The trend towards more settlements is largely being driven by the Tax Court, she says. Before the 2014 rule-change, costs in tax disputes would be awarded “in accordance with the tariff,” which was a problem because “the amounts in the tariffs are very small and do not even come close to compensating parties for the actual cost of the litigation,” she says.

Under the new rules, if the taxpayer makes a settlement offer at least 90 days before trial and their subsequent judgment is as much or more than the settlement offer, they are entitled to 80 per cent of the legal costs incurred after they made the offer, Nixon says.

“There's a similar rule for settlement offers made by the Crown. The awarding of higher costs in tax cases was a strong motivating factor for parties to settle,” she says.

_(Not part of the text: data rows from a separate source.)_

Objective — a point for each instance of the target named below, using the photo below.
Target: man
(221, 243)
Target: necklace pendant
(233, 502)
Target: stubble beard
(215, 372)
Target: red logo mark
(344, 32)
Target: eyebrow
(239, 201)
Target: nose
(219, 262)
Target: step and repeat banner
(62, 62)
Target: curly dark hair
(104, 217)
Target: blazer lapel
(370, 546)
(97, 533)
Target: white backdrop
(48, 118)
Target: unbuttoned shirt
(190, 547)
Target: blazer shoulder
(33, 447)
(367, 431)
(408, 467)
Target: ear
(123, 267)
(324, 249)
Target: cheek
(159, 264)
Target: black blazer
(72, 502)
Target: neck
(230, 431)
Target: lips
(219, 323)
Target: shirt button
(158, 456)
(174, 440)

Nixon adds that the court is also taking more frequent advantage of the power to convene settlement conferences, which, along with the rule change increasing cost awards, was done to “encourage settlement” and “preserve judicial resources.”

“Most taxpayers are willing to settle at the right price,” Nixon says. “The challenge is that the Crown can only settle tax disputes on a principled basis. This means that the settlement must be in accordance with the law on the facts as the CRA understands them.”

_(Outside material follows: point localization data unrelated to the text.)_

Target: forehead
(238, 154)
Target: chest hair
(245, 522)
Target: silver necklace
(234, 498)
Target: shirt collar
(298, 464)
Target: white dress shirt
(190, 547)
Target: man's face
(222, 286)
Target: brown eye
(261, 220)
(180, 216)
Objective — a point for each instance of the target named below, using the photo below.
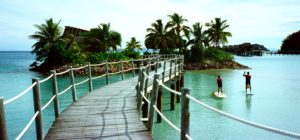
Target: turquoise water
(15, 77)
(275, 82)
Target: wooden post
(170, 74)
(178, 88)
(185, 113)
(164, 71)
(172, 95)
(156, 65)
(142, 84)
(106, 72)
(55, 92)
(90, 77)
(72, 80)
(37, 108)
(146, 79)
(122, 69)
(133, 70)
(145, 105)
(159, 104)
(3, 130)
(153, 101)
(138, 86)
(175, 67)
(182, 63)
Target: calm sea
(15, 77)
(275, 82)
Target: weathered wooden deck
(106, 113)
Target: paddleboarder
(248, 80)
(219, 82)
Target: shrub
(217, 55)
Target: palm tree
(198, 43)
(200, 37)
(133, 44)
(159, 37)
(47, 36)
(102, 39)
(217, 33)
(176, 24)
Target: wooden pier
(116, 111)
(106, 113)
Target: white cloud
(266, 22)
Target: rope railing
(168, 89)
(112, 73)
(79, 68)
(165, 118)
(127, 70)
(82, 82)
(27, 126)
(48, 103)
(97, 77)
(97, 65)
(64, 72)
(151, 60)
(143, 95)
(20, 94)
(62, 92)
(46, 79)
(257, 125)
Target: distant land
(291, 44)
(246, 49)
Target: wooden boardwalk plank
(109, 112)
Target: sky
(265, 22)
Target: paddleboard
(248, 92)
(219, 95)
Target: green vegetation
(53, 49)
(291, 43)
(195, 43)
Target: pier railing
(105, 68)
(176, 78)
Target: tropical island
(202, 48)
(246, 49)
(290, 45)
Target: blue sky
(266, 22)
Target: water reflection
(248, 102)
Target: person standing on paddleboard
(219, 82)
(248, 80)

A settlement in the tax court is unlike a settlement in civil litigation, as the Tax Court is a statutory court, rather than a court of equity, says Choudhury. Unlike settlements in other lawsuits, if the CRA has assessed a taxpayer for $1 million and the taxpayer’s position is that they owe $100,000, they cannot meet in the middle and settle for $550,000. In tax matters, the settlement amount reached is the result of one or the other side conceding on one or more aspects of their case – for example the CRA forgoing a particular taxation year or reporting period – and those concessions must be based on there being no legal justification for the issue conceded to, he says.

As to why these concessions are becoming more numerous, Choudhury says society’s increasing wealth is a key factor, with greater income, leading to larger tax bills and more expensive consequences when losing a fight with the CRA.

“In the past, a $100-million deal used to be a big deal. Nowadays, that's a mid-sized deal. A $500-million deal is a big deal, he says.

Now, with businesses – many owner-operated – seeing GST assessments worth $5 and $10 million, they are increasingly attracted to the certainty of a settlement to avoid litigation and, possibly, a larger assessment, he says.

The higher dollar amounts are exacerbated by a more aggressive tax man, says Choudhurry.

“The CRA is taking an increasingly aggressive assessment position,” he says. “We're seeing that they are taking assessment positions that are sometimes just not sustainable.”

Whether caused by the money at stake, the rule changes or the positions taken by the CRA, the higher rate of settlements are a step in the right direction and welcomed by the tax bar, says Nixon.

“Overall the tax bar has reacted positively to the trend towards settlement,” she says. “Many practitioners felt that the rule change regarding enhanced cost towards where a settlement offer has been made was long overdue, the tariff was simply inadequate to address the rising cost and complexity of tax disputes.”